Unlike hundreds of other Arab villages in Israel depopulated in the conflict, the area of Iqrit has not been re-inhabited by Israeli Jewish settlers. In fact, in 1951, Israel’s Supreme Court said the villagers had the right to return to their homes.

Yet the same year – on Christmas Day no less – the Israeli army demolished all of the homes in the town.

But still, the villagers, most of whom live less then 30 minutes away in surrounding towns, can only visit their home for religious services at the church.

Nemi Ashkar, chairman of Iqrit Community Association, told Crux he has met with various government officials, most of whom seem sympathetic to the villagers’ plight.

“All of them understand the situation, and all of them agree that we have the right to return to Iqrit and to rebuild Iqrit,” he said. “And all of them also say the answers and the decision and the determination in this case is only by the prime minister’s office.”

Unfortunately, Ashkar added, Iqrit is not on the prime minister’s agenda.

On Tuesday, the village was on the agenda of the Holy Land Coordination, an international group of bishops that visits the region each year in an act of solidarity with the local Christian population.

The prelates come from across Europe, North America and South Africa, and have been organizing the pilgrimage to Israel and Palestine for the past 20 years.

During their visit, the bishops often meet with high-ranking Israeli and Palestinian officials, and also pledge to meet with government officials in their own countries about the situation of Christians in the Holy Land.

This year, the focus of the pilgrimage is on Christians in Israel.

“We have concentrated in the past on the West Bank and of course in Gaza,” said South African Archbishop Stephen Brislin of Cape Town.

He told Crux that Christians in Israel told him they often felt “neglected and abandoned” by the universal Church.

There are nearly 170,000 Christians in Israel, the vast majority of whom are Arab. For Catholics, their minority status is amplified: As Arabs, they are a minority among other Israeli citizens; and as Christians, they are a minority among the mostly-Muslim Arabs.
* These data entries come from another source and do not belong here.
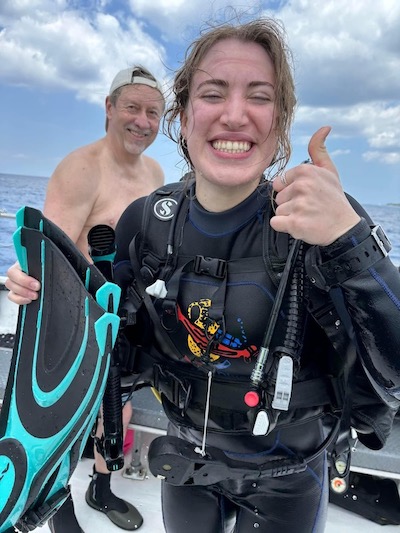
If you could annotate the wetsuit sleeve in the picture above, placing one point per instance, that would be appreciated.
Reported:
(128, 226)
(372, 300)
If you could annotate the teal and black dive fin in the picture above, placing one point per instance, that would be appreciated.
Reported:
(58, 373)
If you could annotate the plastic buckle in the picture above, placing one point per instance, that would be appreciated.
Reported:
(210, 266)
(381, 240)
(283, 386)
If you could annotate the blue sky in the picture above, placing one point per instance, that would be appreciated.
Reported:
(58, 57)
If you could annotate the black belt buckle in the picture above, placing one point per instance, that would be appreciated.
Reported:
(210, 266)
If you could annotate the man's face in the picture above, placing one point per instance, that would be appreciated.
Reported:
(135, 118)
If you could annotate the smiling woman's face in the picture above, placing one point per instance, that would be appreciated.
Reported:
(229, 122)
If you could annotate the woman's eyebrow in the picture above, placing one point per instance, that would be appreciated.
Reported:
(223, 83)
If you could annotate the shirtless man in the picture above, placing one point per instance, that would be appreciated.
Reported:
(93, 185)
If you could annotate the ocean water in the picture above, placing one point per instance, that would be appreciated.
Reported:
(17, 191)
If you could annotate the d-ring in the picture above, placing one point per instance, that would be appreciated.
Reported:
(283, 178)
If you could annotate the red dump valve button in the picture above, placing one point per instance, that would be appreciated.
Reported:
(251, 398)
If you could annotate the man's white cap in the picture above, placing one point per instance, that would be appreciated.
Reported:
(132, 76)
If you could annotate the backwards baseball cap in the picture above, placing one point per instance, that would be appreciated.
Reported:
(135, 75)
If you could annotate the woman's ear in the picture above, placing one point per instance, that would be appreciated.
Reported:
(183, 119)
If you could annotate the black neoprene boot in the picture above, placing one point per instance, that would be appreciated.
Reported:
(64, 521)
(121, 513)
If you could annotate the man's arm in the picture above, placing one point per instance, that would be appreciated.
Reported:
(71, 195)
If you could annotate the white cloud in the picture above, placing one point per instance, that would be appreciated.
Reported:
(180, 20)
(347, 54)
(75, 51)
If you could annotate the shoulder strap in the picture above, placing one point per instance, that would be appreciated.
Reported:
(164, 212)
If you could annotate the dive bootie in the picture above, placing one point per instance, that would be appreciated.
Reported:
(64, 521)
(121, 513)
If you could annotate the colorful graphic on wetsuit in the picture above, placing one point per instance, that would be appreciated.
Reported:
(208, 341)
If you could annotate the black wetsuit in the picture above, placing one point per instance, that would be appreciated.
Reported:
(296, 502)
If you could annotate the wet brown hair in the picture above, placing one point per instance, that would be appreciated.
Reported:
(269, 34)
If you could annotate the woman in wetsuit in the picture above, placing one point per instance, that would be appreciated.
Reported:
(251, 407)
(201, 328)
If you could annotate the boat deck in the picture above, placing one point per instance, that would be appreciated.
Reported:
(145, 495)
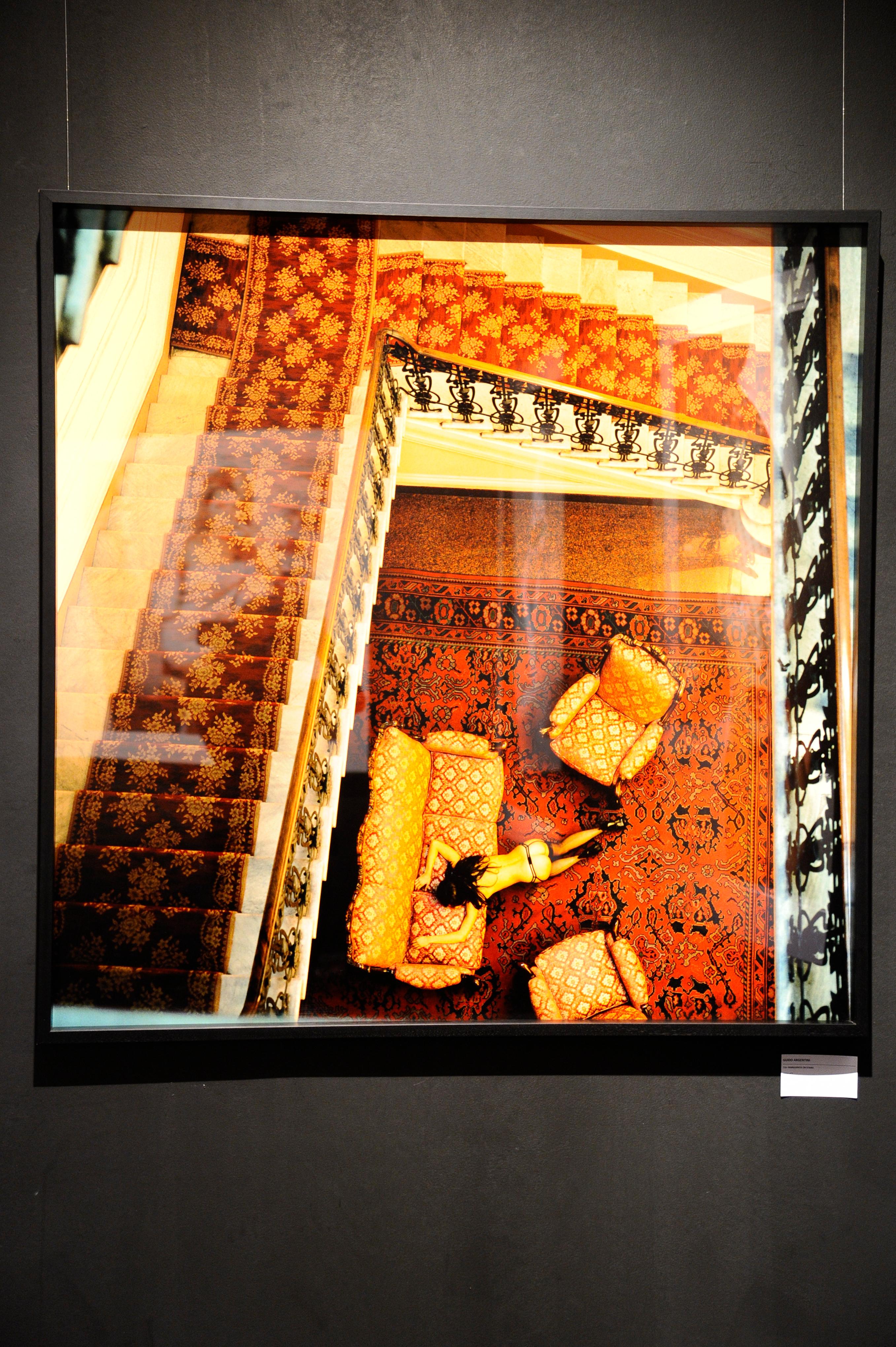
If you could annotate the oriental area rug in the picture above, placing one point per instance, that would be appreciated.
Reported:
(689, 881)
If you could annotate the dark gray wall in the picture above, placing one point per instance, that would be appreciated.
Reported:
(440, 1194)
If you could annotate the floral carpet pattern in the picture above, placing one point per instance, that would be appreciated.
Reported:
(689, 880)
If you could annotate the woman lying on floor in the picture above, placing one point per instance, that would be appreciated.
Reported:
(472, 880)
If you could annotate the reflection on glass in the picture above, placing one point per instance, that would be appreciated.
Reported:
(455, 620)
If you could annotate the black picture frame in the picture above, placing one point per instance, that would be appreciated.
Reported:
(868, 221)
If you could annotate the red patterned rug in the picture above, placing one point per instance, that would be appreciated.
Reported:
(690, 879)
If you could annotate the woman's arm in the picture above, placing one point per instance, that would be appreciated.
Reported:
(455, 937)
(437, 848)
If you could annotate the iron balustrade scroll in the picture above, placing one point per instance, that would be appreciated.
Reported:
(304, 844)
(811, 894)
(602, 429)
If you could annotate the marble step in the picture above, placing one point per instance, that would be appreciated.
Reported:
(132, 551)
(142, 514)
(99, 628)
(157, 480)
(177, 418)
(187, 388)
(89, 669)
(166, 450)
(64, 806)
(197, 363)
(81, 716)
(112, 586)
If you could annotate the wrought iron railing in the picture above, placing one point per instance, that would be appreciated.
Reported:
(288, 922)
(589, 425)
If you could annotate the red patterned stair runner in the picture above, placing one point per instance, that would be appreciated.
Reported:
(154, 868)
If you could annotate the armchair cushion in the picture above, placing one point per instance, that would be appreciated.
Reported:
(635, 684)
(581, 977)
(589, 977)
(609, 727)
(642, 751)
(429, 977)
(596, 741)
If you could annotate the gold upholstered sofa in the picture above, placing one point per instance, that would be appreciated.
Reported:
(449, 787)
(608, 725)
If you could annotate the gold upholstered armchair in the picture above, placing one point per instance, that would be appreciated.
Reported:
(589, 977)
(608, 725)
(449, 787)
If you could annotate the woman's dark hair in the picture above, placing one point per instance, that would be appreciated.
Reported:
(460, 883)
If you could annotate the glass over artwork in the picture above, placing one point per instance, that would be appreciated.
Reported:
(456, 621)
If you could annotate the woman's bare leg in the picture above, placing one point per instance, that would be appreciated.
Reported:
(558, 867)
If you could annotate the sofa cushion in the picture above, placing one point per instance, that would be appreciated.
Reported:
(428, 976)
(642, 751)
(631, 972)
(459, 741)
(573, 700)
(635, 684)
(581, 976)
(430, 918)
(596, 741)
(543, 1003)
(389, 850)
(465, 787)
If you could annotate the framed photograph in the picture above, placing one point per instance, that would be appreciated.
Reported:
(455, 624)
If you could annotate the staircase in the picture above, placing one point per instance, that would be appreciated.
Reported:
(204, 902)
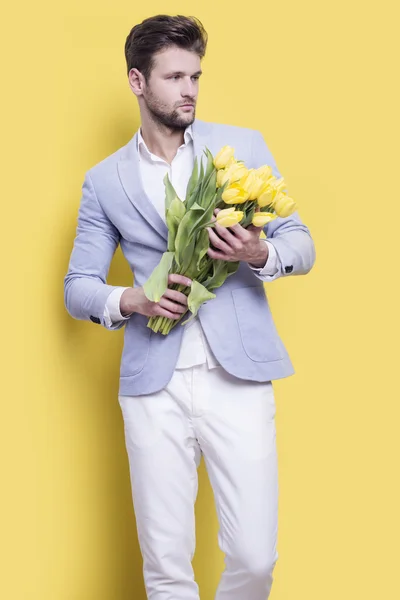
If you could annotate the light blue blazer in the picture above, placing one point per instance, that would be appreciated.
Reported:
(238, 323)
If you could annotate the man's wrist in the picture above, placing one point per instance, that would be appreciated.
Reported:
(127, 302)
(262, 256)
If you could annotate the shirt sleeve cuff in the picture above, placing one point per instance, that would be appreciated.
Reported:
(112, 311)
(271, 267)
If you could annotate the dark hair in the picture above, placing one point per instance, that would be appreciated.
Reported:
(162, 31)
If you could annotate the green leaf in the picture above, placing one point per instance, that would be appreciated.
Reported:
(196, 206)
(170, 193)
(174, 216)
(191, 186)
(157, 283)
(198, 295)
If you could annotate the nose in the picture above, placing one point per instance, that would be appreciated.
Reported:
(188, 89)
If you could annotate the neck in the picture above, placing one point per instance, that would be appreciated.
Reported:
(161, 140)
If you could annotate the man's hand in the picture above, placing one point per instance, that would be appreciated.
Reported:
(172, 304)
(237, 243)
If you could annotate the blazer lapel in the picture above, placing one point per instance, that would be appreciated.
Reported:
(131, 179)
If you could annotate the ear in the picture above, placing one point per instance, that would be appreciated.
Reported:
(136, 81)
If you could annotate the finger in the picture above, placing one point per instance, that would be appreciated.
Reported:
(181, 279)
(171, 306)
(218, 255)
(255, 230)
(217, 242)
(240, 232)
(225, 233)
(176, 296)
(162, 312)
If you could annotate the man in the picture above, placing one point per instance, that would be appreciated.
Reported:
(206, 388)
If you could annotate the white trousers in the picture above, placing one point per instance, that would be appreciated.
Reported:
(232, 423)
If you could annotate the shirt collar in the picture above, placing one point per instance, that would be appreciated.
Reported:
(188, 136)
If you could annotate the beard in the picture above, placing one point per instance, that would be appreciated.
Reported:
(170, 118)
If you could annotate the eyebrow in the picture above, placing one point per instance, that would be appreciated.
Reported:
(182, 73)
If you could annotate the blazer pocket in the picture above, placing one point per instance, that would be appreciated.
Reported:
(258, 333)
(136, 345)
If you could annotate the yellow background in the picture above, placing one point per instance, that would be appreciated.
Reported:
(320, 81)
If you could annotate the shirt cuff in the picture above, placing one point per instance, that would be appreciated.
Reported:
(112, 311)
(272, 265)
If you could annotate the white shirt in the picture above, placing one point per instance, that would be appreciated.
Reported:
(195, 349)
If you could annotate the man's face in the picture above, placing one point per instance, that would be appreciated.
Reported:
(171, 92)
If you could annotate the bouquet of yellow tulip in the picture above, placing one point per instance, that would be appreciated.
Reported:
(224, 183)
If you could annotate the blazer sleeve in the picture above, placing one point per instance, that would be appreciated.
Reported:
(290, 237)
(85, 286)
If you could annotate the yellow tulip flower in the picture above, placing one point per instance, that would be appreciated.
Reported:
(266, 198)
(252, 183)
(220, 177)
(234, 194)
(260, 218)
(233, 173)
(284, 205)
(229, 217)
(223, 157)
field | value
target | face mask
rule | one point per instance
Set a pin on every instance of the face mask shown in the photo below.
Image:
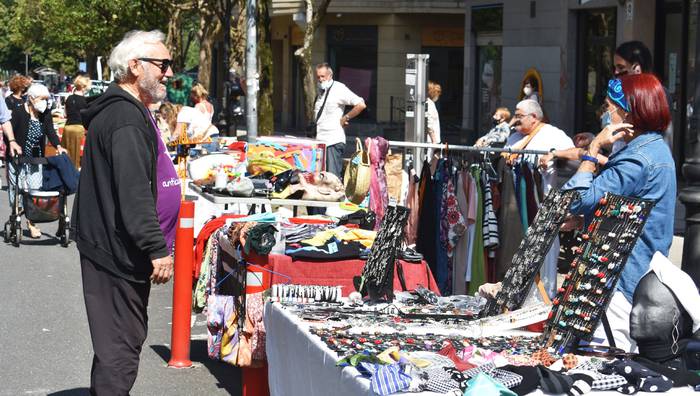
(40, 106)
(617, 146)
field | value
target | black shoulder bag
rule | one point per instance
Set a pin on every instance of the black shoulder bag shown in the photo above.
(311, 129)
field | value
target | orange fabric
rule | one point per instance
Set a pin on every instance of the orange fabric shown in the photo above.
(521, 145)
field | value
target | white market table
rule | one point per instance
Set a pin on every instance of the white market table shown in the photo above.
(227, 203)
(300, 364)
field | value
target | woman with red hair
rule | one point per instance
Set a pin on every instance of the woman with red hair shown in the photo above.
(644, 169)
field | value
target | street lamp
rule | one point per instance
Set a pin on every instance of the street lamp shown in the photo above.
(26, 62)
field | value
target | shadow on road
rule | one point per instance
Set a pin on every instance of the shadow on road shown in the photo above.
(228, 377)
(71, 392)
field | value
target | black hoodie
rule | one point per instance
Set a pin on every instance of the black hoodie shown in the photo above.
(115, 222)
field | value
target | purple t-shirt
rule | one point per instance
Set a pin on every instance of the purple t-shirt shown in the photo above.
(169, 194)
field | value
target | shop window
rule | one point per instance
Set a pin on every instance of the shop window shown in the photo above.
(596, 48)
(487, 24)
(447, 69)
(352, 53)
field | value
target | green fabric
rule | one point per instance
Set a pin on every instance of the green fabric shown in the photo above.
(199, 297)
(482, 384)
(179, 87)
(478, 260)
(523, 203)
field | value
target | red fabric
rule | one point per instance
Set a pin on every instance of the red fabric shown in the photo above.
(209, 228)
(340, 273)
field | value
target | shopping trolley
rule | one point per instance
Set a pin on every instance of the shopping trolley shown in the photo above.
(36, 205)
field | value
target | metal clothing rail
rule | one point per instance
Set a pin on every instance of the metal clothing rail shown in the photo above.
(395, 143)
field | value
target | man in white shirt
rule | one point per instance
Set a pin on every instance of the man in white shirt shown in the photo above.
(330, 118)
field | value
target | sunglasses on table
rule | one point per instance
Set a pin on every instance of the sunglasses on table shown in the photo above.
(162, 64)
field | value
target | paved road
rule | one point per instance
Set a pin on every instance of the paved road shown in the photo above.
(45, 344)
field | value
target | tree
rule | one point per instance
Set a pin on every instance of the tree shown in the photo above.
(315, 11)
(210, 28)
(266, 115)
(180, 31)
(60, 32)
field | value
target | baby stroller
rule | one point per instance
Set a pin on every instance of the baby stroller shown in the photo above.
(37, 206)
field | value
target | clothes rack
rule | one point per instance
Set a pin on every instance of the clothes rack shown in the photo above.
(445, 146)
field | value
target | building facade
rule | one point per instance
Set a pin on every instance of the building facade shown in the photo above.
(481, 51)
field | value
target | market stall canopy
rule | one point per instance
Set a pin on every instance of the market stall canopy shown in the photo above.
(45, 71)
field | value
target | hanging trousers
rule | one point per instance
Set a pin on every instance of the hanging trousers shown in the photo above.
(118, 320)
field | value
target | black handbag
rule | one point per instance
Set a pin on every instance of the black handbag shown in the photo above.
(311, 128)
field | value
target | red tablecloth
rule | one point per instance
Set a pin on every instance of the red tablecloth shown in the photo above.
(336, 273)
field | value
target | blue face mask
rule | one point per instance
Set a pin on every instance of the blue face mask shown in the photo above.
(605, 120)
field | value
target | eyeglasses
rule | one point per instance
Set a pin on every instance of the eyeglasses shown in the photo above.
(162, 64)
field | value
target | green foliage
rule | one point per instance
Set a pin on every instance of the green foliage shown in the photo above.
(59, 33)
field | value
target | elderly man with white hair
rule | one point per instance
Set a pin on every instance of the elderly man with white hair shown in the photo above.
(125, 210)
(534, 134)
(31, 124)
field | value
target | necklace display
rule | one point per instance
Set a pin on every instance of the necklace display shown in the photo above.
(344, 343)
(378, 272)
(305, 294)
(599, 260)
(531, 254)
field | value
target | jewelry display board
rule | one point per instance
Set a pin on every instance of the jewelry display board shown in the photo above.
(604, 247)
(531, 253)
(378, 272)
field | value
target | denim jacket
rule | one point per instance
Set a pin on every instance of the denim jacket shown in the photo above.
(643, 169)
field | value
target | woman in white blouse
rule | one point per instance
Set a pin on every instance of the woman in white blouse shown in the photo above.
(432, 116)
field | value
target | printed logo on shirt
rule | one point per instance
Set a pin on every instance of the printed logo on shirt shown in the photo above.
(172, 182)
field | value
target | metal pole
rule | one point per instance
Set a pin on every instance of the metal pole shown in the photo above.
(448, 147)
(227, 66)
(251, 72)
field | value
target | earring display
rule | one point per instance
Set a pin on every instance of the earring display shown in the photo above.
(378, 272)
(306, 294)
(531, 253)
(603, 249)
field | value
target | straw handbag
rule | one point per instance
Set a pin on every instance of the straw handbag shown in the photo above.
(357, 175)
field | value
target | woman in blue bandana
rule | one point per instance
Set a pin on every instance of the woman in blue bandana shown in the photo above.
(644, 168)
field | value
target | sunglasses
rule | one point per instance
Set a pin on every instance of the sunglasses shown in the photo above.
(162, 64)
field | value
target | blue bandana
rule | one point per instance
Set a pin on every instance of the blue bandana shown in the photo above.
(616, 95)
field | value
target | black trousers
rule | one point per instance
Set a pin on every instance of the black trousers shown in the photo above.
(334, 159)
(118, 319)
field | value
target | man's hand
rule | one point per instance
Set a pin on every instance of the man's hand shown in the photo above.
(545, 160)
(162, 270)
(572, 222)
(609, 135)
(431, 135)
(15, 149)
(490, 289)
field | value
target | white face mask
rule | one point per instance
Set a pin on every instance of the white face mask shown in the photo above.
(41, 105)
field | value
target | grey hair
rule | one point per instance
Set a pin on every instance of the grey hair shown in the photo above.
(324, 65)
(37, 91)
(531, 106)
(134, 45)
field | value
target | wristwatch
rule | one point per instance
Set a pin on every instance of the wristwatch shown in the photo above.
(586, 157)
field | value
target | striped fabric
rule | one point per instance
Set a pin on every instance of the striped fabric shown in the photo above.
(490, 223)
(387, 379)
(507, 378)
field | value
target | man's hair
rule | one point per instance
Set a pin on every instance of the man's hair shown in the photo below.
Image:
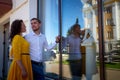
(36, 19)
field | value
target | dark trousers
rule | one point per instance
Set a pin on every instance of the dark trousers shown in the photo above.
(38, 71)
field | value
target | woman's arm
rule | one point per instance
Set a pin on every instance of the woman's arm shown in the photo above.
(23, 70)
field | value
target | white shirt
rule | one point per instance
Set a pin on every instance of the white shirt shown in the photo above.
(37, 45)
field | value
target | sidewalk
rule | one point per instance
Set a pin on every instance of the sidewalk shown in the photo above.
(111, 74)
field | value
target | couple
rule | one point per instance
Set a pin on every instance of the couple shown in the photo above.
(27, 63)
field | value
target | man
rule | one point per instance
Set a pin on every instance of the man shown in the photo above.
(38, 43)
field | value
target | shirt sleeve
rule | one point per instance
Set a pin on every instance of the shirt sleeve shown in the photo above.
(16, 46)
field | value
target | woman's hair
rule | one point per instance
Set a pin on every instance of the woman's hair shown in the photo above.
(15, 28)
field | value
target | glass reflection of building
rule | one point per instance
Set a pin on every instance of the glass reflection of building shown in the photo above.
(111, 22)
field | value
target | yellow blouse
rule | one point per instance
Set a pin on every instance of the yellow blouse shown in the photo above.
(19, 46)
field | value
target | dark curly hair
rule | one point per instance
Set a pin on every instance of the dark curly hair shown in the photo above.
(15, 28)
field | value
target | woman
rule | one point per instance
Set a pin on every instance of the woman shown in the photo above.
(73, 43)
(89, 43)
(20, 68)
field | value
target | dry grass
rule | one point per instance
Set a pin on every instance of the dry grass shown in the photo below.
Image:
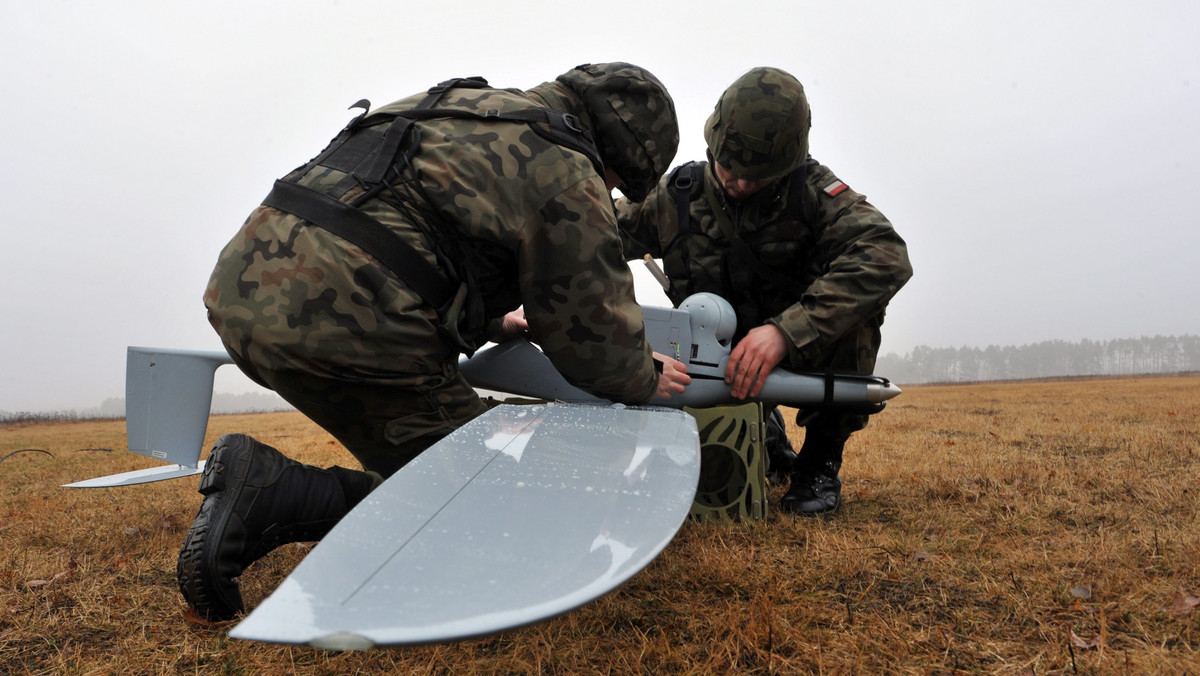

“They are in a very tenuous and quite a vulnerable situation,” Brislin said.

“Nonetheless, there is a great deal of determination among the Christians here, and they feel that they have an important role to play; that they are not just victims, and they are not just here to be used when people want to use them – if I can put it like that – but they feel that they have an actual contribution to make and that they are players in the whole situation,” he said.

The archbishop said the visit to Iqrit was “very moving” and “symbolic.”

“[Iqrit] just brings home to me again that in many ways the Israelis and the citizens of Israel who are not Jewish are living in two parallel worlds and they just don’t seem to be able to meet and understand other’s points of view,” Brislin said.

The archbishop said despite this, the people of the village still have hope, and “are quite committed to continue the struggle for their right to return.”

Ashkar told Crux they continue to lobby the Israeli government, as well as work through the Israeli courts.

Some might question why the people of Iqrit continue their decades-long quest: After all most of the original villagers have died, and their descendants are now living in nearby villages with families of their own.

But Ashkar said only Iqrit is home.

“Why do we still insist we return? Because families, our fathers and our grandfather are buried here. If you have a grave in the field, you cannot leave it,” he said.

“Iqrit still lives in the heart of everyone from the community. All of our spiritual events – weddings, prayers, Christmas events, Easter events – we are praying in our church in Iqrit. When someone dies, we bury them in Iqrit. The only way we can return to our land is in our coffin,” he continued.

“It is part of us, and the place is empty waiting for us,” Ashkar said.